Masterarbeit
Validation of inference in Alaas systems
Completion
2025/05
Research Area
Students
Anas Abubader
Advisers
Abubaker Gaber
Dr.-Ing. Sebastian Heil
Description
In the era of AI-driven solutions, the reliance on artificial intelligence (AI) services has become ubiquitous across industries, ranging from healthcare to finance and beyond. These services are often marketed with promises of high performance, accuracy, and reliability, which form the foundation of user trust. However, ensuring that these promises align with actual service delivery is a persistent challenge. Misrepresentation of the service claimed to be provided or covert downgrades in quality can lead to financial loss, ethical dilemmas, and reduced confidence in AI as a transformative tool. Such discrepancies highlight the critical need for mechanisms that validate the commitments of AI providers.

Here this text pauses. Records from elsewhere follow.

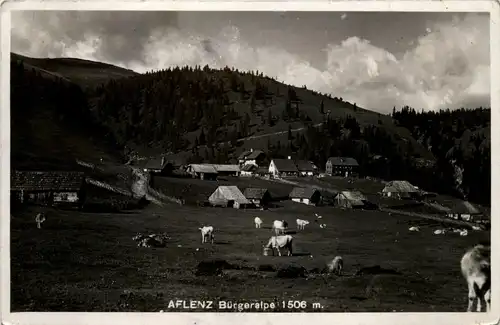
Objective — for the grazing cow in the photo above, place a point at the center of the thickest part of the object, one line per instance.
(278, 242)
(39, 219)
(279, 226)
(475, 265)
(301, 224)
(207, 233)
(258, 222)
(336, 265)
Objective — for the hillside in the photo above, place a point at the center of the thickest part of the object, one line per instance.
(66, 108)
(82, 72)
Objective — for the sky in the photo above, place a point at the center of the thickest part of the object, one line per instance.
(378, 60)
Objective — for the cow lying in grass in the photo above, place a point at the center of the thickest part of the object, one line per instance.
(475, 266)
(301, 224)
(207, 234)
(336, 265)
(279, 227)
(258, 222)
(153, 240)
(277, 242)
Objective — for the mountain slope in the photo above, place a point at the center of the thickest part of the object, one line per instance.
(85, 73)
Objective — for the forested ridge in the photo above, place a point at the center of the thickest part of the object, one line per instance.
(207, 111)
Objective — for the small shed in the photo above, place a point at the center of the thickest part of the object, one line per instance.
(258, 196)
(248, 170)
(202, 171)
(227, 170)
(400, 190)
(53, 188)
(464, 210)
(283, 168)
(342, 166)
(229, 196)
(306, 195)
(305, 168)
(350, 199)
(159, 166)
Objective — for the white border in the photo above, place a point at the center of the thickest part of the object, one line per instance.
(241, 318)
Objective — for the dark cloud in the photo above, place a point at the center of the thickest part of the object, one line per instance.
(378, 60)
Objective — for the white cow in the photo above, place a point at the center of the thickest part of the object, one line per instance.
(258, 222)
(301, 224)
(278, 242)
(475, 266)
(39, 219)
(207, 233)
(336, 265)
(279, 226)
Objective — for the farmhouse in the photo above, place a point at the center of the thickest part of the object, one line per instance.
(350, 199)
(465, 211)
(55, 188)
(252, 157)
(306, 195)
(229, 196)
(248, 170)
(305, 168)
(258, 196)
(342, 166)
(227, 170)
(158, 166)
(202, 171)
(400, 190)
(283, 168)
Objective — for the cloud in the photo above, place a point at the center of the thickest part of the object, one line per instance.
(447, 67)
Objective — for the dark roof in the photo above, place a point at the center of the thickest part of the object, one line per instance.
(304, 165)
(464, 207)
(156, 163)
(254, 154)
(343, 161)
(255, 193)
(249, 168)
(46, 180)
(303, 192)
(244, 154)
(285, 165)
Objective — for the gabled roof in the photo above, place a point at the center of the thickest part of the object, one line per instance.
(343, 161)
(255, 193)
(46, 180)
(226, 168)
(231, 193)
(400, 186)
(244, 154)
(303, 192)
(156, 163)
(254, 154)
(203, 168)
(355, 197)
(304, 166)
(249, 168)
(465, 207)
(285, 165)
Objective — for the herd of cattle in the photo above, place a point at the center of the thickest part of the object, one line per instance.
(475, 263)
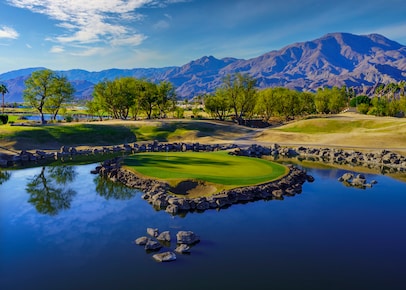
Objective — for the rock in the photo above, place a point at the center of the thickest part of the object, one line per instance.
(187, 237)
(165, 257)
(347, 177)
(182, 249)
(142, 241)
(152, 232)
(164, 236)
(172, 209)
(152, 246)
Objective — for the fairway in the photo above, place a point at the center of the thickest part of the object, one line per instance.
(214, 167)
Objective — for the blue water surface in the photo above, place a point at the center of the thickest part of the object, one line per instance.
(82, 235)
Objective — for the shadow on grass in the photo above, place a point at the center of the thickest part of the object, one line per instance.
(54, 136)
(172, 161)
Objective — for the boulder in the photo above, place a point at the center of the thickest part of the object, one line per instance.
(165, 257)
(182, 249)
(142, 241)
(152, 232)
(164, 236)
(152, 246)
(187, 237)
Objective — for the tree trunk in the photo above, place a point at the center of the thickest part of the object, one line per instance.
(42, 118)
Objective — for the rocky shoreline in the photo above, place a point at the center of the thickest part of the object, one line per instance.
(159, 195)
(383, 161)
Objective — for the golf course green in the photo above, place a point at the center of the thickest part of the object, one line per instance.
(212, 167)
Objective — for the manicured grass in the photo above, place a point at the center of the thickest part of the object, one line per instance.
(325, 126)
(213, 167)
(52, 136)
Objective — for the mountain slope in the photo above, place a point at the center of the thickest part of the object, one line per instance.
(335, 59)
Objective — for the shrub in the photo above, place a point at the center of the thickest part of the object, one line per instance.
(3, 119)
(69, 118)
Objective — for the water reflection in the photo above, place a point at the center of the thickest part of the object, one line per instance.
(48, 190)
(111, 190)
(4, 176)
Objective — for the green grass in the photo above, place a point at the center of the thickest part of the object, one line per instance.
(214, 167)
(52, 136)
(77, 134)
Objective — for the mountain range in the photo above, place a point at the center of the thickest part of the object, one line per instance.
(336, 59)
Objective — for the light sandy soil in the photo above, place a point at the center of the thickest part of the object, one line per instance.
(360, 138)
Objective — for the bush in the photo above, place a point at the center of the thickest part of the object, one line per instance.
(69, 118)
(3, 119)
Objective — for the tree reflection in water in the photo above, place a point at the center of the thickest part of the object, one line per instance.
(48, 191)
(4, 176)
(108, 189)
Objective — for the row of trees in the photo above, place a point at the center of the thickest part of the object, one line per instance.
(47, 92)
(240, 98)
(124, 97)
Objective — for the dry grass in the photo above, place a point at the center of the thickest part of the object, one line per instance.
(346, 130)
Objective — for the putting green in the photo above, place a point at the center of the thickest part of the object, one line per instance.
(214, 167)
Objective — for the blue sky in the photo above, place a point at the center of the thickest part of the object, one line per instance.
(102, 34)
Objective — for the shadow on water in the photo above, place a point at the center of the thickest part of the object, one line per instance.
(4, 176)
(49, 191)
(110, 190)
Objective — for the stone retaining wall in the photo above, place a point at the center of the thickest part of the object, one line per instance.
(381, 160)
(157, 193)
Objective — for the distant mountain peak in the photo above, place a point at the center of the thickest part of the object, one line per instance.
(334, 59)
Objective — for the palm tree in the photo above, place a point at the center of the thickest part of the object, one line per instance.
(3, 91)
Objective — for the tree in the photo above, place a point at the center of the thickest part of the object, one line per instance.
(148, 97)
(4, 176)
(45, 90)
(63, 93)
(242, 95)
(166, 98)
(217, 105)
(3, 91)
(361, 99)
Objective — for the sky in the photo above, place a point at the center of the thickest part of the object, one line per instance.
(101, 34)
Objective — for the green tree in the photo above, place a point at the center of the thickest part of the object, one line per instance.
(45, 89)
(337, 100)
(148, 97)
(4, 176)
(217, 105)
(361, 99)
(242, 95)
(3, 91)
(166, 98)
(321, 101)
(379, 106)
(62, 93)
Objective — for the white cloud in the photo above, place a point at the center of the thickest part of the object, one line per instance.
(161, 25)
(91, 21)
(8, 32)
(57, 49)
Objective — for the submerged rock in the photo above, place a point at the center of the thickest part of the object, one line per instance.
(187, 237)
(164, 236)
(165, 257)
(152, 246)
(182, 249)
(142, 241)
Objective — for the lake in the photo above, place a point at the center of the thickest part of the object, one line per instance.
(63, 228)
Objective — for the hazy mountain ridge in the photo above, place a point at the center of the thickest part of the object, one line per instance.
(335, 59)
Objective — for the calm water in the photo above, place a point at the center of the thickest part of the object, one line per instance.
(80, 236)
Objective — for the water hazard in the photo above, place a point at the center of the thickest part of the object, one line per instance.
(63, 228)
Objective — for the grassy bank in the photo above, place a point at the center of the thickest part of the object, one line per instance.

The proposed middleware aims to address the critical issue of trust and accountability in AI service delivery by serving as a neutral validator of AI service claims. In environments where users lack direct access to verify the service claimed to be provided by AI providers, this middleware offers an innovative solution through continuous, transparent monitoring. By implementing zero-knowledge proof (zk-proof) techniques, the middleware can verify the AI provider’s compliance with the service claimed to be provided without accessing or compromising proprietary information. Through frequent, randomised validation checks, the middleware can identify any "cheating attempts"—instances where a provider delivers a lower-tier service than claimed—and promptly record them in a database. Over time, these records can be used to calculate a "trust percentage" for each provider, offering users a measurable indicator of reliability. This architecture not only supports transparency but also protects sensitive data by verifying the service claimed to be provided without revealing internal processes, thereby fostering trust between AI providers and users while upholding confidentiality.